Eggert Magnusson is the new chairman of West Ham and he celebrated with a winning start against Sheffield United, doing a little dance on the sideline. Magnusson’s takeover has met with universal approval from fans, football pundits, and the media. He has been welcomed by Alan Pardew and his players. In fact, Magnusson’s ownership is a poke in the eye for Sepp Blatter who had singled out the West Ham buyout as an example of his concern at foreign investors taking over with little interest in developing the game.
Moreover, Magnusson’s relationship with Bjorgflur Gudmundsson, the Icelandic billionaire behind the takeover, seems perfectly transparent compared to the Media Sports Investment (MSI) bid. MSI’s public face is Kia Joorbachian but MSI is owned by Badri Patarkatsishvili, a business partner of Boris Berezovsky, the Russian oligarch in exile in the UK. Both Patarkatsishvili and Berezovsky are wanted criminals for charges ranging from tax evasion to murder.
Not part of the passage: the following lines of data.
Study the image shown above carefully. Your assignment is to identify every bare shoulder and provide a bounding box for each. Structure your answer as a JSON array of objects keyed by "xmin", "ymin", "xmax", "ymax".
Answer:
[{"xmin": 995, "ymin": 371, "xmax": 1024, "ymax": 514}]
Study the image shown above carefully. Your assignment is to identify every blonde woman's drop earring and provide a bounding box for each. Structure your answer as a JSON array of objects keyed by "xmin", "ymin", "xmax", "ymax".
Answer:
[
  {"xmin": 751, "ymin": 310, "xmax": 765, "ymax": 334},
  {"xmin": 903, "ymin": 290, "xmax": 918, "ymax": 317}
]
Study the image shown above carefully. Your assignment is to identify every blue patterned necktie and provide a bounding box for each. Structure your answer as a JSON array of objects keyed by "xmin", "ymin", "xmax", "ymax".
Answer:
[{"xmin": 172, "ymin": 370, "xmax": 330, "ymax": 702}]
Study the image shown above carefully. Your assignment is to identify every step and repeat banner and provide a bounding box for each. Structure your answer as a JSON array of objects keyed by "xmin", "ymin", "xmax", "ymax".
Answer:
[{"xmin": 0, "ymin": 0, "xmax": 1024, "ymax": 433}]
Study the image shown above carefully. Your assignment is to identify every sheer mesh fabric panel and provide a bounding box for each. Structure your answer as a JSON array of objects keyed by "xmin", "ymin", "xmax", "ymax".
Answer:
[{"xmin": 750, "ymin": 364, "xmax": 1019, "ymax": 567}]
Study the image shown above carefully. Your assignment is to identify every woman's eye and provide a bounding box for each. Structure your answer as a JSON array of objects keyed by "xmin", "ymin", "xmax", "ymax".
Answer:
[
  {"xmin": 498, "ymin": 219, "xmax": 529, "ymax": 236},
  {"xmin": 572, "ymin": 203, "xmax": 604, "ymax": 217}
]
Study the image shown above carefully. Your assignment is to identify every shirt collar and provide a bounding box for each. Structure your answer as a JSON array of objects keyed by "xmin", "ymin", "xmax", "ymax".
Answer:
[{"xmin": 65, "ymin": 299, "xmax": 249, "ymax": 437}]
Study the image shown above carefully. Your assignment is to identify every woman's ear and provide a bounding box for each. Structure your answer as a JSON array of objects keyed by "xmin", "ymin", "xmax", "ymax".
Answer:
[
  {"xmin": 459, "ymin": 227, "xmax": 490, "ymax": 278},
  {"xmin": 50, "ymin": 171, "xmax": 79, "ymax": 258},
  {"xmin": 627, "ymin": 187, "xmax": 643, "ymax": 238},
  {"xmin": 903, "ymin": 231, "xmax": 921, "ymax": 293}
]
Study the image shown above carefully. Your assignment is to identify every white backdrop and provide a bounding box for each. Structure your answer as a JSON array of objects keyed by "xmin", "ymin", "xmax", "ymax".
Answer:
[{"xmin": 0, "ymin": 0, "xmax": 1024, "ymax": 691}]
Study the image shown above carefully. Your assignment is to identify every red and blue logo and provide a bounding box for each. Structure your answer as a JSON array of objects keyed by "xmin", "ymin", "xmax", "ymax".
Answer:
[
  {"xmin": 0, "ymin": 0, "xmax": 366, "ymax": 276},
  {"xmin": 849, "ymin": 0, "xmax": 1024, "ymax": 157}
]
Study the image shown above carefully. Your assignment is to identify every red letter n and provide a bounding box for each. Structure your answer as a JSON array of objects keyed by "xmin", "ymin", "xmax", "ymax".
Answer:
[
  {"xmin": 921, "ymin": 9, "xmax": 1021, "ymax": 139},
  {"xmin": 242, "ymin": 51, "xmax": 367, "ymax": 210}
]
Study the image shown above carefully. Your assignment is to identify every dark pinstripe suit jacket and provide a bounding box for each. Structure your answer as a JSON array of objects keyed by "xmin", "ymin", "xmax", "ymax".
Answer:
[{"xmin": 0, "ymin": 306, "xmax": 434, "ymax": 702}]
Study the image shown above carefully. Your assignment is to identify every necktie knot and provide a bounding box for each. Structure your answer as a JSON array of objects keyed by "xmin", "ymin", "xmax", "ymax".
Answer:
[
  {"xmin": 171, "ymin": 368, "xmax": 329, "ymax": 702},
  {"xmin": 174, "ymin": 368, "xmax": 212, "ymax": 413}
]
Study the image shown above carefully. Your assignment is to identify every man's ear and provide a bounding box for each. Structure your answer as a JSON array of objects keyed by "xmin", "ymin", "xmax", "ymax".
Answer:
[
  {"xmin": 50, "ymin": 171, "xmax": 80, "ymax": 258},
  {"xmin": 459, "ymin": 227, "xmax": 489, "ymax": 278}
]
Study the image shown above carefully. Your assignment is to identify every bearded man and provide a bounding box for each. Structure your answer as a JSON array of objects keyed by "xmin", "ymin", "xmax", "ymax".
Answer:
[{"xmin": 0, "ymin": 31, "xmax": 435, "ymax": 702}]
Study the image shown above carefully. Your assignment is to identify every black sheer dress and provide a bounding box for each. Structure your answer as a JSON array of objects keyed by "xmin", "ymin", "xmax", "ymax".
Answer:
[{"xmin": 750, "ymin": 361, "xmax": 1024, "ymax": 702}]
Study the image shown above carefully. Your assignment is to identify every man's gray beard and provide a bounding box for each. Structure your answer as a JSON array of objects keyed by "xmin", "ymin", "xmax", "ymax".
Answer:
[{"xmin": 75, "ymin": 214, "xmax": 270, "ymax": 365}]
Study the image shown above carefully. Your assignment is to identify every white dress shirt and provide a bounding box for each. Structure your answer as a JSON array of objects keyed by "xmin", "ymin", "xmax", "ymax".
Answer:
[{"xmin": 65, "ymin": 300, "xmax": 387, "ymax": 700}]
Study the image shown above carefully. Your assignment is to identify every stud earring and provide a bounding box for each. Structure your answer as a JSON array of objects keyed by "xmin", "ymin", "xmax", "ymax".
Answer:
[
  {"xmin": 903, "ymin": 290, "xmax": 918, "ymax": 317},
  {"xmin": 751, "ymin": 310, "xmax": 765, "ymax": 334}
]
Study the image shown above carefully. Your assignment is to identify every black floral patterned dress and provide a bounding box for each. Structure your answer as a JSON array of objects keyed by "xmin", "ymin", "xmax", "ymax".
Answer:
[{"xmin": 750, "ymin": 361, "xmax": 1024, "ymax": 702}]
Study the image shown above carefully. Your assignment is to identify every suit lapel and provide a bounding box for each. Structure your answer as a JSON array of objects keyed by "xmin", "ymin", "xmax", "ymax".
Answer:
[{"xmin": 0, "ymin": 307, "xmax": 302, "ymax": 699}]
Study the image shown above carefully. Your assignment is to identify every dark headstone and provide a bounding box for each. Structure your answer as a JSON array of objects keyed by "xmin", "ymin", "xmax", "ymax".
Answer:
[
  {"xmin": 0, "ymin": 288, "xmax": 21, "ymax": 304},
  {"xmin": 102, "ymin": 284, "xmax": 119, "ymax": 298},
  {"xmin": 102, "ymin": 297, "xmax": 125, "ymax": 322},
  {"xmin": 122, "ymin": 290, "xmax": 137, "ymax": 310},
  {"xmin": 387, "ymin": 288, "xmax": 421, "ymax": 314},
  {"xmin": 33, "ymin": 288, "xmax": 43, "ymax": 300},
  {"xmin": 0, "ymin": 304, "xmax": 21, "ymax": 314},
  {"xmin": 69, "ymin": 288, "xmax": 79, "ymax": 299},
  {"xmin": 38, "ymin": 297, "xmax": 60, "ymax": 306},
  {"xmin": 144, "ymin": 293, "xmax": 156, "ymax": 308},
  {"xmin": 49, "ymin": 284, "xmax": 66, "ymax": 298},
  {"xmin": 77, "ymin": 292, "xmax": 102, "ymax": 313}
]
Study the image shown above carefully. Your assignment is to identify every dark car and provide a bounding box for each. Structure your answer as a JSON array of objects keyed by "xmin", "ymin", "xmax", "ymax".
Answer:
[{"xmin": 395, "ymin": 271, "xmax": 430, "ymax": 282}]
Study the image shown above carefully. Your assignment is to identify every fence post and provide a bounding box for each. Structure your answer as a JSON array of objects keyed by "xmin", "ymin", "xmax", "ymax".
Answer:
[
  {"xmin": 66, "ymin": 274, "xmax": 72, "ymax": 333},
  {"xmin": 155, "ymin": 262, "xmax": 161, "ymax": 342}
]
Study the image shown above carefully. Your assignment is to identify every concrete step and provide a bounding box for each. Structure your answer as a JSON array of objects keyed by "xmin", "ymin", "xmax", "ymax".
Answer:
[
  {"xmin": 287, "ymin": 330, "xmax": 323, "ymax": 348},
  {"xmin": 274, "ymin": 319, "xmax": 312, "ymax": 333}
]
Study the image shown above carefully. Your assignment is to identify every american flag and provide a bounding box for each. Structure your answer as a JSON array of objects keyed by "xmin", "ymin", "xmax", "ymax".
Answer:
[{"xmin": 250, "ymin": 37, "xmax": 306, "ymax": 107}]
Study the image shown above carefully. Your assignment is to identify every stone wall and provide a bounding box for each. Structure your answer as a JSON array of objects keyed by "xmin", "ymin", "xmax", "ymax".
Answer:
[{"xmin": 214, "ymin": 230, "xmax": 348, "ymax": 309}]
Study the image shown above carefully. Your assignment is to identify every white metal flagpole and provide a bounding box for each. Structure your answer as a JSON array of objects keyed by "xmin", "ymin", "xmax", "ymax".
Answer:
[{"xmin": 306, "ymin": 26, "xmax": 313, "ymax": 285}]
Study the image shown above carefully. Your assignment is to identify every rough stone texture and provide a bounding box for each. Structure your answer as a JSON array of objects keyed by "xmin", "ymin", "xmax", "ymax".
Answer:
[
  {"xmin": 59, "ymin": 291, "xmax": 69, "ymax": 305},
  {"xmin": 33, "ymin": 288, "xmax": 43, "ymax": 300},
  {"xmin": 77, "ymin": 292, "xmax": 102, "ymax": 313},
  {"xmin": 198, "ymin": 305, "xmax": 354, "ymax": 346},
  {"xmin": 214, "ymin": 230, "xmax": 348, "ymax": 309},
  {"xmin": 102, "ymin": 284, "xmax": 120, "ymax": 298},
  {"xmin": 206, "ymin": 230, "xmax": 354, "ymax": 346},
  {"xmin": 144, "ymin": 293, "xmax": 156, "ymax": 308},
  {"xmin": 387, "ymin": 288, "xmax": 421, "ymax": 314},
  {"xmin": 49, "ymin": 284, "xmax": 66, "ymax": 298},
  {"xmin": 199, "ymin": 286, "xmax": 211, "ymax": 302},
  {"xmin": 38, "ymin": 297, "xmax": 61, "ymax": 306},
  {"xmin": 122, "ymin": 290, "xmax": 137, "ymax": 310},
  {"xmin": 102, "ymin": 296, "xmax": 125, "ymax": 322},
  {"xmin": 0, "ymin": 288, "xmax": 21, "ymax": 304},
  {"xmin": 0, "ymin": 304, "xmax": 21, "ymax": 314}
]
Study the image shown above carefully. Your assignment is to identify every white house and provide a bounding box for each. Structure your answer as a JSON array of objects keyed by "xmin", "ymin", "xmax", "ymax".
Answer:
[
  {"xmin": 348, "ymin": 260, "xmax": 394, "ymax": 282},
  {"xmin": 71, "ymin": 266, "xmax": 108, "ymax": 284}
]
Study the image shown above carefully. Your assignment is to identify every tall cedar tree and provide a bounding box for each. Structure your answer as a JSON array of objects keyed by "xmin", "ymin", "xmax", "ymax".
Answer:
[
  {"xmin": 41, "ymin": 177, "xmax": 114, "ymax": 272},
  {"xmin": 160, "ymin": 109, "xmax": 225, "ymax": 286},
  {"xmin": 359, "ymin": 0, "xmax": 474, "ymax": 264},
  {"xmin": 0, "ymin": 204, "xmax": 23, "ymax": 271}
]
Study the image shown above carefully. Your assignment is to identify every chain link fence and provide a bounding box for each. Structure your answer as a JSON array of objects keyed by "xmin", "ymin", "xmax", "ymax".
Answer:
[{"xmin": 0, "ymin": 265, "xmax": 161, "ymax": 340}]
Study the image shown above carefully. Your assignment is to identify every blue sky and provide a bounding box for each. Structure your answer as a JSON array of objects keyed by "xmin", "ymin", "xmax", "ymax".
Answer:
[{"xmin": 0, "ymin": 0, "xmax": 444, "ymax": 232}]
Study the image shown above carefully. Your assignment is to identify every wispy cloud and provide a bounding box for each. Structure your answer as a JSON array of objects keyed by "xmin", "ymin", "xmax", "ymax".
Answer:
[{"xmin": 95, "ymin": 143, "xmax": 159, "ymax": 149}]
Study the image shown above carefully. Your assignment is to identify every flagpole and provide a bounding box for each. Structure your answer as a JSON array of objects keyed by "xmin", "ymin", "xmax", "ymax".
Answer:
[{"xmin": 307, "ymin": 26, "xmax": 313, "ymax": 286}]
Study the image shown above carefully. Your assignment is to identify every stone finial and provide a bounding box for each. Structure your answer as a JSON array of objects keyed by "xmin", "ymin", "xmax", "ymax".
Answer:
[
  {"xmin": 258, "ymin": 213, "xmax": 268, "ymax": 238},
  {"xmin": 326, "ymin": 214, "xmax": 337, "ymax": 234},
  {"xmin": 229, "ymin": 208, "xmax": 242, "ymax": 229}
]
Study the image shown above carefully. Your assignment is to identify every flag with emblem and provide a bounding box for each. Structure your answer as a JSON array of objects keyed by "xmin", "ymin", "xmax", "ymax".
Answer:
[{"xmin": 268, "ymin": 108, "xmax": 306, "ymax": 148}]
The transfer of Carlos Tevez and Javier Mascherano to West Ham seems to bear the imprint of Berezovsky who exerts a secretive control over MSI.
The death of former KGB spy, Alexander Litvininko, an associate of Boris Berezovsky, in a London hospital by polonium poisoning, and whose deathbed statement accused Russian president Vladimir Putin of ordering the poisoning has led to a very tense diplomatic dance between the British and Russian government. The Russian government has been quick to counter by issuing a statement “If you ask the question who had the most to gain from all this, the answer can only be Berezovsky, a man who by his own admission is out on a campaign to discredit Putin and the Kremlin.”
The matter is sensitive enough to suspend all dealings with MSI, till an investigation sheds light into who was responsible for the death of Litvininko. Of course, companies like MSI will just move to another turf where they can engage in their practice of third party ownership, the politically correct term for bodyshopping.